The Royal Bank of Scotland has taken its most drastic action so far against traders involved in the LIBOR rigging scandal by suspending the most senior figure to date. The suspension of Jezri Mohideen, the head of rates for Europe and Asia Pacific, has come at a time when talk of huge fines for the Edinburgh-based bank. It is claimed Mr Mohideen instructed other traders to lower the submission of the LIBOR rate to strengthen the banks position in respective markets.
The most high-ranking staff member so far to become embroiled in the scandal which is sweeping the banking industry was considered by many as a high-flyer in the banking world and had been promoted to the head of rates for Europe and Asia back in 2010. The allegations stem from his previous role as head of Yen products in Tokyo.
In an instant-message conversation recorded in 2007, two colleagues have alleged that Mohideen, instructed colleagues in the U.K. to lower RBS’s submission to yen Libor that day. So far no comment has been made by Mr Mohideen or RBS in relation to the suspension and the only comment made by a bank spokesman said: “Our investigations into submissions, communications and procedures relating to the setting of Libor and other interest rates are ongoing. RBS and its employees continue to cooperate fully with regulators“. The suspension of Mr Mohideen could be the start of a more companywide witch-hunt for individuals who took part in the LIBOR-rigging scandal.

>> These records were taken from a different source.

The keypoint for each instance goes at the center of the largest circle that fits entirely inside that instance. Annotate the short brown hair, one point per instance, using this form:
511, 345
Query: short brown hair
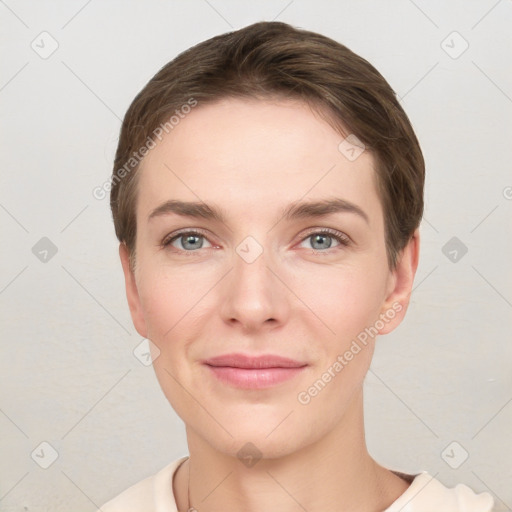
274, 59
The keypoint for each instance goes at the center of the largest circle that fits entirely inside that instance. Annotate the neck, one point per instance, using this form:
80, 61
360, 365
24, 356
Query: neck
334, 474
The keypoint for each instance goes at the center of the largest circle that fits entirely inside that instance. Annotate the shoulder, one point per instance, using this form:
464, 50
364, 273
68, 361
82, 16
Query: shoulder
426, 493
150, 494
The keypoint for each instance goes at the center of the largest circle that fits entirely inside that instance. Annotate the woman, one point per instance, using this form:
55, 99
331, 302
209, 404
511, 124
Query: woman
267, 193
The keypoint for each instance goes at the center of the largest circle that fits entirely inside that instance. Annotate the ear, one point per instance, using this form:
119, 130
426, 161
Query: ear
132, 294
399, 287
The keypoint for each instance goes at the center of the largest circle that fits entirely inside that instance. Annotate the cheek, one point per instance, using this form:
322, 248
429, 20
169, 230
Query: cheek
346, 300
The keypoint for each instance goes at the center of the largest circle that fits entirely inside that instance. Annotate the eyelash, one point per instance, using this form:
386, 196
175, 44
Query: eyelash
343, 239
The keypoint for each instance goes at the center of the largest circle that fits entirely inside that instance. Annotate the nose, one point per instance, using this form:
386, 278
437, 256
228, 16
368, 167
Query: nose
253, 297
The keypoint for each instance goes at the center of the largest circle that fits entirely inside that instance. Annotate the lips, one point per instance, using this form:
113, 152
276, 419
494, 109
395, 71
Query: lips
253, 372
251, 362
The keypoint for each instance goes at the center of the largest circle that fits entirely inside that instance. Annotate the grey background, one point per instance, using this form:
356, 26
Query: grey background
68, 375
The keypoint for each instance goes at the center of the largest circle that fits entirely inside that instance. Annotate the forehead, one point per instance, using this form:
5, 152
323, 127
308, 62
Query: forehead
246, 153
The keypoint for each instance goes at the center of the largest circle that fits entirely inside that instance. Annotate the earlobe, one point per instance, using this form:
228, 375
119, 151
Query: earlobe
132, 293
401, 282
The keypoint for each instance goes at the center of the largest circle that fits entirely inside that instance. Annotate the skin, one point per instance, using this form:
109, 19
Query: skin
297, 299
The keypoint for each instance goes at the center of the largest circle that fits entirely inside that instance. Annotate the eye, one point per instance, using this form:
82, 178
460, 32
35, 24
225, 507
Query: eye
321, 240
189, 241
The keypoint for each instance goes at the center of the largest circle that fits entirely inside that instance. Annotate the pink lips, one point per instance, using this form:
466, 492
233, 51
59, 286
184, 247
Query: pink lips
257, 372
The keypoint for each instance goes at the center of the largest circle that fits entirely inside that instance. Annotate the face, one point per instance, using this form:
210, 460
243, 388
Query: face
267, 275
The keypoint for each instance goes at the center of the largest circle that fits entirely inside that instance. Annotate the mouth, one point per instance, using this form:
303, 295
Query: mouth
254, 372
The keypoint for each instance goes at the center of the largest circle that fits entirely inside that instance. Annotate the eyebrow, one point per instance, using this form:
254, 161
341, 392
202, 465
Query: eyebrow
295, 210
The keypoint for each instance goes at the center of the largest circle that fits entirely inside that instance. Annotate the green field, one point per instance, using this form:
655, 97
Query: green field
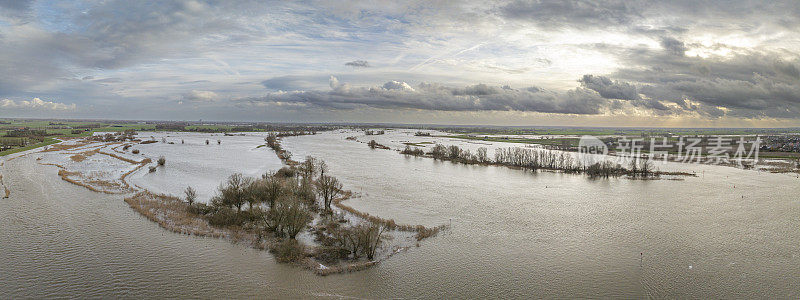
47, 141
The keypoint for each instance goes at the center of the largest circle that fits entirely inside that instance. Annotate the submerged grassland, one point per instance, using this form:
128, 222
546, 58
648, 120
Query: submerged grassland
269, 213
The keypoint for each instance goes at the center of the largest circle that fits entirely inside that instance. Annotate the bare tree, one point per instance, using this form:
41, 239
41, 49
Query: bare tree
287, 218
481, 155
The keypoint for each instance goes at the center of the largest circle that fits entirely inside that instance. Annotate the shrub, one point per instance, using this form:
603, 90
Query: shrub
288, 250
285, 172
439, 151
287, 218
330, 254
200, 209
191, 195
233, 192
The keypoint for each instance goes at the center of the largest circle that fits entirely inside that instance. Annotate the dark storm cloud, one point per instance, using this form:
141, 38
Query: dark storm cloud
480, 97
673, 46
358, 64
746, 84
609, 89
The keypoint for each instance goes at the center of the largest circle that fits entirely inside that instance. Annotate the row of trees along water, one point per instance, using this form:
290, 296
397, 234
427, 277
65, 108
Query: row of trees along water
282, 204
537, 159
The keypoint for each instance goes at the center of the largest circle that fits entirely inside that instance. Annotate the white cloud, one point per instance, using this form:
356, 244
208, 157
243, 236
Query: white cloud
35, 104
196, 96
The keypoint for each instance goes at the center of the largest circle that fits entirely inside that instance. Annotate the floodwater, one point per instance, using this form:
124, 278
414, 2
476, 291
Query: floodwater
727, 233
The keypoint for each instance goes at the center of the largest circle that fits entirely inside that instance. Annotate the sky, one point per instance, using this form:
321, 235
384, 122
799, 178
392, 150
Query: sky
680, 63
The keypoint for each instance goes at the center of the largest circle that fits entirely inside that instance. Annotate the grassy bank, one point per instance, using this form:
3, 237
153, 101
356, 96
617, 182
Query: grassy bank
46, 142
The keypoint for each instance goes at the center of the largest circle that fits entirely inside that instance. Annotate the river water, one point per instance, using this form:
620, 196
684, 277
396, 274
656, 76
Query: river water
727, 233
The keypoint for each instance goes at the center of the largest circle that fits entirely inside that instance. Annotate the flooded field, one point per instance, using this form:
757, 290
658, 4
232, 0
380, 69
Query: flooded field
727, 233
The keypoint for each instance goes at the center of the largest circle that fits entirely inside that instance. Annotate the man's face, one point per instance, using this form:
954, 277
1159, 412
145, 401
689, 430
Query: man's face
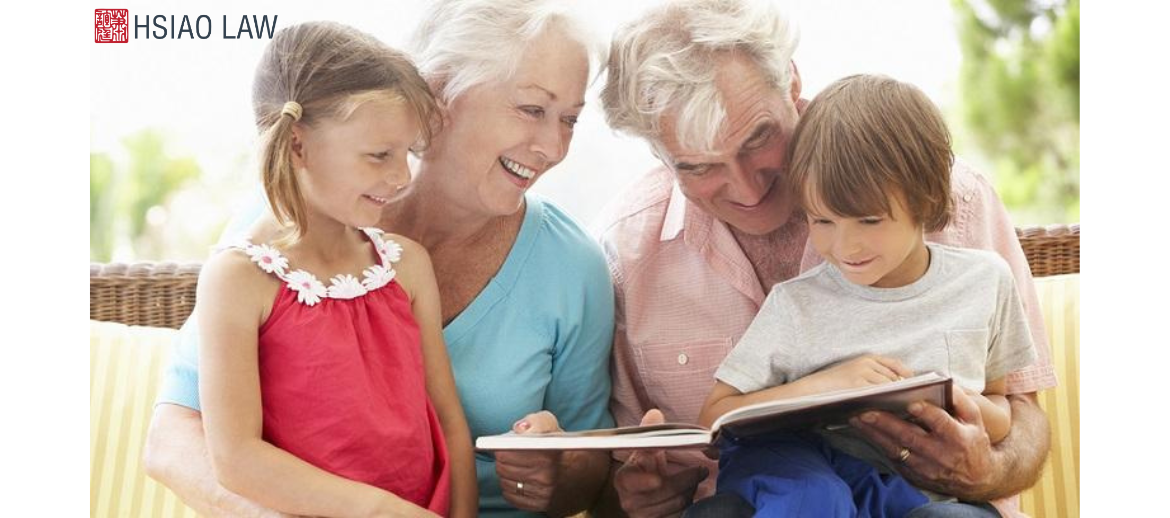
740, 181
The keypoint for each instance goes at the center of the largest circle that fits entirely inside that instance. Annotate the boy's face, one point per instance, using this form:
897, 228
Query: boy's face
880, 250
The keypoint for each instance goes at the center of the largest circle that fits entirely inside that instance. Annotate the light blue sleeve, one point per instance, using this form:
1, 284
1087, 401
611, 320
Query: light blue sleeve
180, 379
579, 391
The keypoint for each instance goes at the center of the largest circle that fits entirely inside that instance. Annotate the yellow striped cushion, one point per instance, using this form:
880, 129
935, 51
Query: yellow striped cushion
124, 366
1058, 492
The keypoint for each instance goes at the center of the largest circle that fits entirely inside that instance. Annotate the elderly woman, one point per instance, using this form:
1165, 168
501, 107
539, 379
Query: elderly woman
527, 298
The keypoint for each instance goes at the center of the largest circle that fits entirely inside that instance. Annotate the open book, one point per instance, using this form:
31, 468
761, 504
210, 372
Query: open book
828, 409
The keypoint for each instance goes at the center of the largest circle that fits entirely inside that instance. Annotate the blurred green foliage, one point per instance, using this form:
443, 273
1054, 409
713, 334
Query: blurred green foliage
1019, 85
121, 198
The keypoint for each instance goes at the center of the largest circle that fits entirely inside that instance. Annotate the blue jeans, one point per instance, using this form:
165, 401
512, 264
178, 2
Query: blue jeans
800, 475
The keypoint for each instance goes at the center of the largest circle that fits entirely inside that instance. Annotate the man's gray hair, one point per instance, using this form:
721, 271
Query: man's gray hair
663, 63
462, 43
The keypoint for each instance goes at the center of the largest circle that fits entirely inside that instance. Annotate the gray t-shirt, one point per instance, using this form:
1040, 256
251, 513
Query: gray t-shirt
963, 319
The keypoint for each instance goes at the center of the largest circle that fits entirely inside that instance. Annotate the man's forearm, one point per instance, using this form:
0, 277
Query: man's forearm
177, 456
1020, 455
1025, 448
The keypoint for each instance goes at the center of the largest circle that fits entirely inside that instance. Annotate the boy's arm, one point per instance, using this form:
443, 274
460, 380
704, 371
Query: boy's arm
996, 409
231, 306
418, 277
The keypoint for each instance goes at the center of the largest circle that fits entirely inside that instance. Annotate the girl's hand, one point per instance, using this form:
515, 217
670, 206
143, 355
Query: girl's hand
858, 372
392, 506
528, 478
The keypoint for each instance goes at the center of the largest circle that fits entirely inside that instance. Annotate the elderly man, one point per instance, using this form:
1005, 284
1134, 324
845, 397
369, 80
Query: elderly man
695, 246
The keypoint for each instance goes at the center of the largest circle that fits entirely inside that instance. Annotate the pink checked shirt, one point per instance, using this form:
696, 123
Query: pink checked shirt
686, 294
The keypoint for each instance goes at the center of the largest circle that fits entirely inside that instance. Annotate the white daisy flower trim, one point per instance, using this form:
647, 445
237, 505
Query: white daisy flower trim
391, 251
345, 285
267, 259
377, 276
308, 289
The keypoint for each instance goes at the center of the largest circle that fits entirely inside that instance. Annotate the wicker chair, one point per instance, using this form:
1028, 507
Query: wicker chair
162, 295
125, 375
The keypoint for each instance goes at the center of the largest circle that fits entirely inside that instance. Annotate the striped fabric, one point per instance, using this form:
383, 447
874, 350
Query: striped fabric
1058, 492
124, 372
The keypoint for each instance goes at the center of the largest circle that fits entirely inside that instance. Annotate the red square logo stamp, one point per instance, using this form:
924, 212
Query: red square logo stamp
111, 26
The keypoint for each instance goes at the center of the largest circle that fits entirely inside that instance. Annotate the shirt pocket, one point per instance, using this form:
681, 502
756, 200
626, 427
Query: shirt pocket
968, 357
680, 375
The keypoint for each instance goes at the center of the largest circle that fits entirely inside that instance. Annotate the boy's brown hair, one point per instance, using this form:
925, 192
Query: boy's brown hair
868, 138
329, 69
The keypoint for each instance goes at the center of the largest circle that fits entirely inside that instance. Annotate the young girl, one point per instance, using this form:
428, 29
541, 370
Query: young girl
338, 400
871, 163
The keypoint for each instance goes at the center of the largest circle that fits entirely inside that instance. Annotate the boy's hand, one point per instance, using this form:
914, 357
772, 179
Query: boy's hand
858, 372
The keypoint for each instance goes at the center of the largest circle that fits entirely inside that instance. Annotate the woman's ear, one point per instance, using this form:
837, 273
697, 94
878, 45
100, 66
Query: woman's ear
795, 89
296, 146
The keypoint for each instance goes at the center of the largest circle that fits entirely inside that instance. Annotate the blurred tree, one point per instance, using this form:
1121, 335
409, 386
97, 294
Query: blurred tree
124, 200
1020, 99
101, 207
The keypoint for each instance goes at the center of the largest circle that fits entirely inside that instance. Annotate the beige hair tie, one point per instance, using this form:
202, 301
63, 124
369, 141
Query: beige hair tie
291, 109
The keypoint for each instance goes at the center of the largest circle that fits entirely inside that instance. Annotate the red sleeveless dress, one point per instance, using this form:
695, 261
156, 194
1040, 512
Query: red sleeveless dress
342, 379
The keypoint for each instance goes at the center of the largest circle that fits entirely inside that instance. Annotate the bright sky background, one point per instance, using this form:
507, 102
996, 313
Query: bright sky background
47, 47
198, 90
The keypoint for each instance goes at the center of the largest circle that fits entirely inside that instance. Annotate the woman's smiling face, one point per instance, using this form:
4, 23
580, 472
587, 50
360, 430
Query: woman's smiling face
501, 137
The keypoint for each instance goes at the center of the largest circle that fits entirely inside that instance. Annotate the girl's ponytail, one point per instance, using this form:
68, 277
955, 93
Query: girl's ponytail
279, 174
315, 71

This follows the suspension of 7 other traders late last year, two of which have recently been re-instated by the bank and another Tan Chi Min – also known as Jimmy Tan- is suing the bank for wrongful dismissal. He claims the rate rigging was “systemic” in the bank, a claim that has been re-iterated by inside sources in recent months.
With Barclays Plc, Britain’s second-biggest lender by assets, paying a record £290 million ($466 million) fine in June it is expected RBS, 81% owned by the UK taxpayer, could exceed that amount for its involvement and many other banks are facing investigation.
This comes at a difficult time for RBS as shares fell 1% amid warnings from analysts that the bank would need to cut the price of the 316 branches it was planning to sell to Santander for £1.6bn.The sale, forced on RBS by Brussels as a result of the £45bn taxpayer bailout, fell through on Friday after more than two years of negotiations. The sale may now have to be completed at a cut-price £0.5bn- £1bn less than the deal agreed with Santander back in 2010.